Concern is growing in online chat rooms and news groups devoted to poker that sophisticated card-playing robots – known as “bots” in the nomenclature of the Web – are being used on commercial gambling sites. The premise underlying online poker is that all players are humans. But with the growing availability of free poker "bot" downloads, it is becoming difficult to detect whether a player is real or a possibly unbeatable bot.
Poker playing computer programs helps human players hone their skills, but now that researchers have made programs that claims they can beat any human player, are online poker sites under threat?
Well because there's no real way to tell a program from a person. Some players could enter programs, or poker bots, as people.
Ian Fellows of the University of California in San Diego (who make the Poker Bots) concludes "It wasn't until mid-2000, [when] an algorithm was developed, that [bots] could even come close to a competent player. But now online computer poker playing may become a thing of the past," said Fellows.
Fell Omen is based on an artificial intelligence algorithm called "fictious play." The algorithm enables bots to use imperfect information. Unlike chess, for instance, players do not know what cards are held by other players. (In chess, all information is known to both players.) Normal game-tree searches like those used by chess-playing bots cannot be used for poker. Fell Omen "is all based on decision trees that tell you at any point in the course of the game, What's the probability you should raise, call or fold? Then it generates a random number and goes with that action," said Fellows. That strategy is combined with randomness that prevents other bots from guessing its strategy.
But skeptics argue the complexities of the game and the changing strategies ensure that creation of a program that can “read” opponents’ cards using screen scanning techniques and respond in real time is years away at best. They point to the handful of commercial products that claim to give online players significant advantage, which they deride are inadequate, as proof today's bots are no match for humans.
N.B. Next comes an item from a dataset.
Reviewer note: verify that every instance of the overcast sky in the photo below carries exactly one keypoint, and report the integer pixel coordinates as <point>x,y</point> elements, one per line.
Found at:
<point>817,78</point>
“It is pretty much a certainty that bots are playing online,” said Gautam Rao, a 43-year-old Canadian poker pro who regularly plays three high-stakes Internet games simultaneously. “… What we don’t know is how strong they are.”
Widespread use of bots capable of beating your average player would pose a significant problem for the online poker sector, which has grown exponentially in recent years and is expected to top the $1 billion revenue mark this year. Without some way of verifying the identity – and humanity – of players, the business could be significantly undercut.